GPIF hunts for overseas bonds to escape Japan’s low yields

The Japanese government pension investment fund is rebalancing its $ 1.4 billion portfolio to foreign bonds to escape the lowest domestic yields in a move that breaks with decades of tradition.

As part of its new targets, which will officially come into effect on April 1 but have already marked global investment flows, the GPIF will reduce its target holdings of national bonds from their current share of 35% to 25%.

Yields on Japanese government bonds have been suppressed by negative interest rates and years of bond purchases by the Bank of Japan, limiting the country’s borrowing costs through a strategy known as control name of the yield curve. Yields on Japanese 10-year bonds have dropped from almost 2% in 2006 to less than 0.2% today. The yields move inversely with the price.

GPIF’s target holdings of foreign bonds – mainly US treasury bills – will drop from 15% to 25% of the portfolio. The fund’s holdings of domestic and foreign stocks will remain unchanged at 25% each. In each asset class, the GPIF will allow itself between 6-8 percentage points of latitude upwards or downwards.

The change, which had been widely anticipated, had resulted in a series of record investment outflows from Japan in recent weeks.

Takafumi Yamawaki, rate strategist at investment bank JPMorgan, said that GPIF had probably done most of the reallocations in foreign bonds before the official announcement. Other large Japanese public pension funds that mimic GPIF – which have a collective under management of 50 billion yen ($ 461 billion) – would now follow suit.

Foreign bond outflows from Japanese investors, he said, could continue for some time due to the lack of income offered at home, including the 120 billion yen held in private pension funds .

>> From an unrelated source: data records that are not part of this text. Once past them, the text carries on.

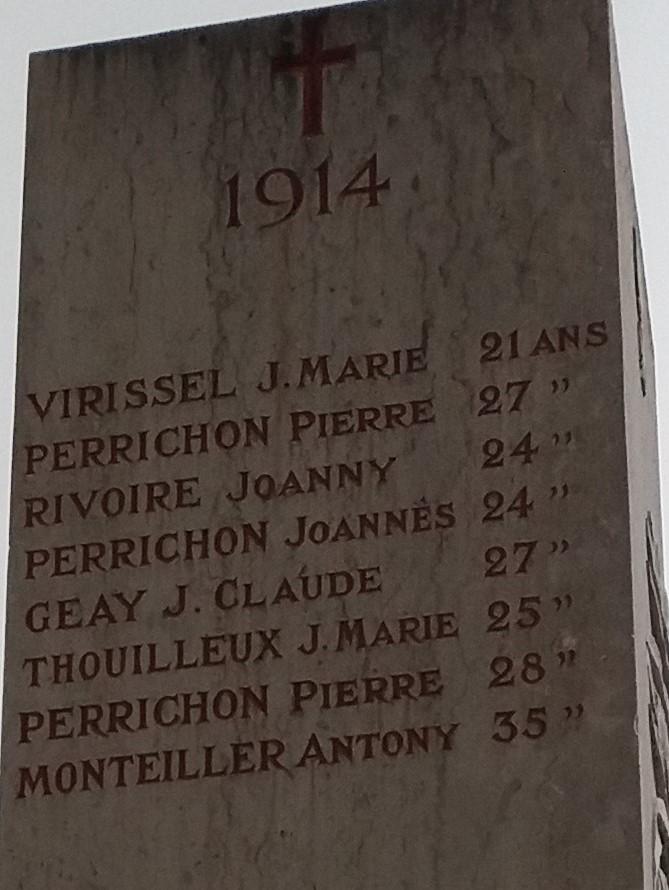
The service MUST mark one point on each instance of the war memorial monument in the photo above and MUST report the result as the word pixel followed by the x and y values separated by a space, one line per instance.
pixel 335 539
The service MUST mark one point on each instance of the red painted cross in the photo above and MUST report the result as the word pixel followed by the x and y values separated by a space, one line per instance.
pixel 311 64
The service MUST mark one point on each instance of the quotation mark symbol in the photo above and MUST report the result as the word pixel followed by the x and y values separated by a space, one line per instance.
pixel 559 546
pixel 574 712
pixel 567 658
pixel 560 385
pixel 563 602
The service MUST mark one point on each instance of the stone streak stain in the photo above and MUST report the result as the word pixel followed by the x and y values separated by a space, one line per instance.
pixel 657 649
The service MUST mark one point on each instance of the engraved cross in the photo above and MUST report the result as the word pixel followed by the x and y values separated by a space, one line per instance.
pixel 311 65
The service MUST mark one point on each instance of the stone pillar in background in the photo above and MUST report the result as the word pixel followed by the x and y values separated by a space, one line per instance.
pixel 335 520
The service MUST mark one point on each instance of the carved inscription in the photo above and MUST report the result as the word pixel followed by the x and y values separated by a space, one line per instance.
pixel 117 490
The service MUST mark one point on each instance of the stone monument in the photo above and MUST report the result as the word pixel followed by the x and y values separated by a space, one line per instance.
pixel 335 542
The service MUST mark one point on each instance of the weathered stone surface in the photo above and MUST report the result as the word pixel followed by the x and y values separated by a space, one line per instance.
pixel 335 524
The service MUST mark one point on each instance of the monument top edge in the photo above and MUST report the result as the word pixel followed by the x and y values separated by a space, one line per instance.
pixel 102 45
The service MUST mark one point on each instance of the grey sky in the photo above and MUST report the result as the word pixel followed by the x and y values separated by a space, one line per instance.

Hours before the portfolio changes were announced, architect Hiromichi Mizuno, the fund’s chief investment officer, said on Twitter that he would leave on Tuesday and leave the fund.

He thanked his supporters and said he had spent his five years at GPIF “exploring what long-term investing should look like for all generations.” A GPIF official said his replacement would be named on Wednesday.

Mr. Mizuno has become one of the most eminent figures of the “Abenomics” era and is widely recognized for having pushed the country’s business sector towards better governance by putting pressure on the asset managers appointed by GPIF.

Its main influence, according to two of these fund managers, has been to reset global investors’ view of Japan as a market that is evolving for the better.

But, according to people close to Mr. Mizuno, his approach also made him unpopular in conservative business circles in Japan and within GPIF. He wanted to leave last summer, said the same people, but was convinced to stay because GPIF had had such a hard time finding a replacement.

Among Mr. Mizuno’s most controversial measures was the statement last December that the GPIF would no longer lend foreign stocks it held to short sellers, arguing that there was a need to create a healthier investment climate.

The start of the new Japanese exercise on April 1 will see Masataka Miyazono, the former executive of the Norinchukin Bank, installed at the head of GPIF. He will appoint the new IOC.